The safety and scientific validity of this study is the responsibility of the study sponsor and investigators. Listing a study does not mean it has been evaluated by the U.S. Federal Government. Read our disclaimer for details.
 
ClinicalTrials.gov Identifier: NCT03299400
Recruitment Status : Completed
First Posted : October 3, 2017
Last Update Posted : October 4, 2017
Sponsor:
Information provided by (Responsible Party):
Dr. Kenny Kwan, The University of Hong Kong

Brief Summary:

Post-operative visual loss is a rare but serious complication after surgery. It is most significantly correlated with prone spinal surgery with a prolonged duration. The cause and risk factors are not elucidated, but the majority of the cases are due posterior ischaemic optic neuropathy (PION). This entity is directly related to the ocular perfusion pressure (OPP), which is estimated as the difference between mean arterial blood pressure (MAP) and intraocular pressure (IOP). Autoregulation is believed to maintain a constant perfusion to the optic nerve despite fluctuations in the perfusion pressure.

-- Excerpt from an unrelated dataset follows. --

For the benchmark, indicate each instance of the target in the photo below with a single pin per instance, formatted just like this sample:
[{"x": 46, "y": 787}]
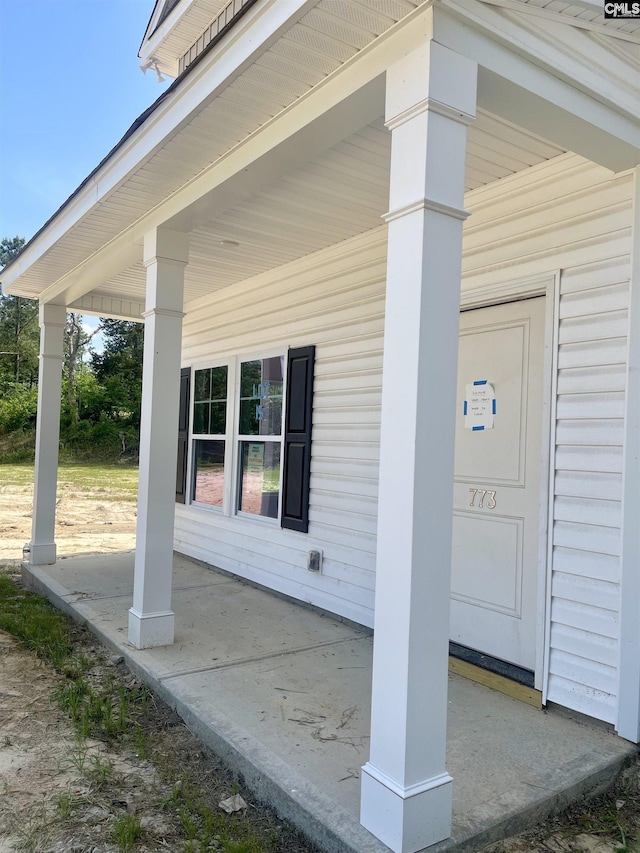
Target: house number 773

IOP is known to increase in the prone position thus putting susceptible patients at risk for inadequate ocular nerve perfusion. Most of the evidence comes from animal and healthy volunteer studies and cannot give an accurate insight into the subtle changes of intra-operative IOP. All the published studies employed the use of a tonometer, which may have rooms for measurement errors due to inadvertent pressure on the globe while retracting the eyelids, particularly when there is significant periorbital/conjunctival swelling in the prone position. The majority of the studies recruited healthy volunteers in a simulated surgical setting so other fluctuating parameters, which can affect intraoperative IOP, cannot be measured. In the few reports where patients undergoing surgery in the prone position were studies, IOP measurements were taken at non-continuous monitoring at time intervals, thus the effects of changes in blood volume, MAP, central venous pressure (CVP) and PaCO 2 could not be studied. Lastly, all the literature consists of case series only with no control group so the effect of position cannot be evaluated independently of the other factors.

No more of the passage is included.